Before : risotto aux asperges et aux petits pois + Anjou Richard Leroy 2004 Clos des Rouliers (14 euros*) + Anjou Richard Leroy 2004 Noëls de Montbenault (16 euros*). L’Anjou blanc et le risotto font très bon ménage. On sert les deux vins. Tout un chacun loue le très haut niveau de la partie, puis le jeu des comparaisons s’amorce. Une majorité de plébéiens, déjà sévèrement pris de boisson, se porte sur le Rouliers pour sa pureté et sa fraîcheur (c’est leur bon sens populaire qui s’exprime). Une minorité d’experts des deux bords de l’Atlantique, hautement qualifiés et à la posture patricienne, souligne la profondeur et la classe du Montbenault, ce dernier étant servi par un terroir d’exception.
Sur ce, Cole K., qui suit au plus près l’actualité du tgjp, nous interroge sur la suite de l’affaire des 1000 euros. Thien H.T. confirme que Pierre C. est honteux d’être toujours bredouille et se terre dans une lointaine banlieue. Laurent L. observe, sans sourciller, que nous allons devoir nous résoudre à apprêter notre risotto avec une truffe chinoise. Je clos le débat en soulignant que nous avons été ballots de remettre notre destin, entre les mains d’un caviste alcoolique et mauvais payeur.

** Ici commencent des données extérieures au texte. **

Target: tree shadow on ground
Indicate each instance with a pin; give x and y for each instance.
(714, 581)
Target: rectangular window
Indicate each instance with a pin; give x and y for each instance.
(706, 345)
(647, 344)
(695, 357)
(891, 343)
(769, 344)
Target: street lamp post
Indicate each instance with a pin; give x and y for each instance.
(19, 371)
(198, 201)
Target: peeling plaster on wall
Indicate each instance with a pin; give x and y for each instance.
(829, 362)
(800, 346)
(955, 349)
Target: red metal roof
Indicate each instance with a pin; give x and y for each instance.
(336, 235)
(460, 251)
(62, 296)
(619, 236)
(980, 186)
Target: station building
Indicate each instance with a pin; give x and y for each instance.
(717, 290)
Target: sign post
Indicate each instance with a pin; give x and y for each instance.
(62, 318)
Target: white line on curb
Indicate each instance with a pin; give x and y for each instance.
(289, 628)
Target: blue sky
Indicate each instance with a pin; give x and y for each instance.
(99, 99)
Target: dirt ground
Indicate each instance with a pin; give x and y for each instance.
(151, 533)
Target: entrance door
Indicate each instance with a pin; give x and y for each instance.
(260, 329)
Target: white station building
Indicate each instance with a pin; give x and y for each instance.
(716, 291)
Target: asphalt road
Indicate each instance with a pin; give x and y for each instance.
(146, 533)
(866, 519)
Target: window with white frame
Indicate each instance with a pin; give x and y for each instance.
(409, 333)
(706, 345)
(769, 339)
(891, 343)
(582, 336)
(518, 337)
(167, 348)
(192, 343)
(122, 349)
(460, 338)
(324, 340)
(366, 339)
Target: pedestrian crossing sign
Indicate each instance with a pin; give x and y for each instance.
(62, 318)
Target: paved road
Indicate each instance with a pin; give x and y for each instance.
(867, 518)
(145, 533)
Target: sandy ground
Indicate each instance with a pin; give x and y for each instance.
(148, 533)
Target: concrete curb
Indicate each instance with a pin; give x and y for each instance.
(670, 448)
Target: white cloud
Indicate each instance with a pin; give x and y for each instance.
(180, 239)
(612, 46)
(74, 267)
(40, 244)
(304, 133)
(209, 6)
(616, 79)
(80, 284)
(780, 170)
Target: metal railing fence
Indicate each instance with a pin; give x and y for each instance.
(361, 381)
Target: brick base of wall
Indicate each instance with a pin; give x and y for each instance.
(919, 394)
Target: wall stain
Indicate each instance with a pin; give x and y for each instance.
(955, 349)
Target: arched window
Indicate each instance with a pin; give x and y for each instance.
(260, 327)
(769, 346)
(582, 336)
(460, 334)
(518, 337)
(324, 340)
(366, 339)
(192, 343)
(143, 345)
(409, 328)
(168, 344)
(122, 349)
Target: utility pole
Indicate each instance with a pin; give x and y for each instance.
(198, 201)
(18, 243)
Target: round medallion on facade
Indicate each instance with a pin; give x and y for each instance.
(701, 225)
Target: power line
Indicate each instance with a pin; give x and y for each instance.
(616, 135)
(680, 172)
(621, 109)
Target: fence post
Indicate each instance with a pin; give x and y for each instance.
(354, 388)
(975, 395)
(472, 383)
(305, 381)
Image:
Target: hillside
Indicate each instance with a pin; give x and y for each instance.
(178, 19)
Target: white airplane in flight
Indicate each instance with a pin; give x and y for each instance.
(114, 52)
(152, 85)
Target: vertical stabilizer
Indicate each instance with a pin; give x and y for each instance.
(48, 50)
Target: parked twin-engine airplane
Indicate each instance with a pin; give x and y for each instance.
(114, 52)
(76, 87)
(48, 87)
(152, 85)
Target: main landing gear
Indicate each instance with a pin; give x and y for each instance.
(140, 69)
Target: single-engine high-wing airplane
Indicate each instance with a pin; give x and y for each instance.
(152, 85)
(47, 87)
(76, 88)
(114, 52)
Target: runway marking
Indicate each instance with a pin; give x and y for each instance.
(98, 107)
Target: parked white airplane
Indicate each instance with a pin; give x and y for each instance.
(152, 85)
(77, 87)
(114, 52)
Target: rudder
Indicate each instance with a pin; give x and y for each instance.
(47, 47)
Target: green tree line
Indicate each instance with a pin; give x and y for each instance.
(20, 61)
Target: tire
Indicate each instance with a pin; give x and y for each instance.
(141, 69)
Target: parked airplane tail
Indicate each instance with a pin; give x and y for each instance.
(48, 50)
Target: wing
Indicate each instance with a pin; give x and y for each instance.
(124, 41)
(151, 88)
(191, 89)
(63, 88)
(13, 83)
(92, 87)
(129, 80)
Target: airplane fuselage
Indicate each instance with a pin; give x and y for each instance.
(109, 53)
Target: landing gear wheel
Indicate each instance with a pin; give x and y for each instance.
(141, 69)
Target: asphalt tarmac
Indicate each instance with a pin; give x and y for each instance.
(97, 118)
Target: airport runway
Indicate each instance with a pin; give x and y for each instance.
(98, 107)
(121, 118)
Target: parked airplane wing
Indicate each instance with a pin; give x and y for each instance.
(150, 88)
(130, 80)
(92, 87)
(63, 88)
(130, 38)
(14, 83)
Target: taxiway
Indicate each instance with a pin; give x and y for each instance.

Plat de résistance : poitrine de veau roulée au romarin & sa purée de céleri aux olives + Côte Rôtie Jamet 1996 (18 euros*) + Côte Rôtie Jamet 1996 Côte Brune (27 euros*) + Cornas Allemand 1996 Les Chaillots + Cornas Allemand 1996 Les Reynards. La poitrine de veau, le romarin et les syrah un peu évolué du nord s’associent avec grandeur. On verse les deux Côte-Rôtie. Les nez sont très expressifs et vraiment séduisants. Dotés de bouches superbes, ils font mentir le dicton, « vin de nez, vin de niais ». Les matières sont classiques, denses mais élégantes, sans austérité, fort complexes, joliment évoluées et dotées de finales remarquables. La fraîcheur est au rendez-vous, assistée d’une maturité de raisin un poil juste. La Côte Brune se distingue dans tous les compartiments du jeu et affiche une classe vraiment exceptionnelle. Les vins sont totalement secs (aucun sucre résiduel) et l’acidité originelle assez mordante, signature du millésime, est un peu atténuée.
Pour se remettre de tant d’émotions et aborder sereinement la 2ème vague, on fait les niveaux dans les assiettes. Les deux Cornas rencontrent eux-aussi un très large succès. La comparaison avec les Jamet n’a pas de sens car il s’agit vraiment d’une autre expression de syrah. Les vins semblent logiquement plus sudistes, réalisés avec des raisins plus mûrs, séducteurs, avec de superbes fruités, toujours intacts 9 ans après la vendange, une plus grande générosité et enfin, une pointe de sucre résiduel qui finit d’arrondir l’ensemble. En revanche, ils semblent s’inscrire dans une évolution assez linéaire. Sans surprise, le Reynard domine avec une matière plus tendue et encore plus classieuse.
After : fromages & nage de fruits exotiques et de printemps à la citronnelle + Montlouis Stéphane Cossais ½ sec 2003 Cloclotte. La nage de fruit, toute pleine de saveurs et d’épices, ne laisse aucune chance au ½ sec.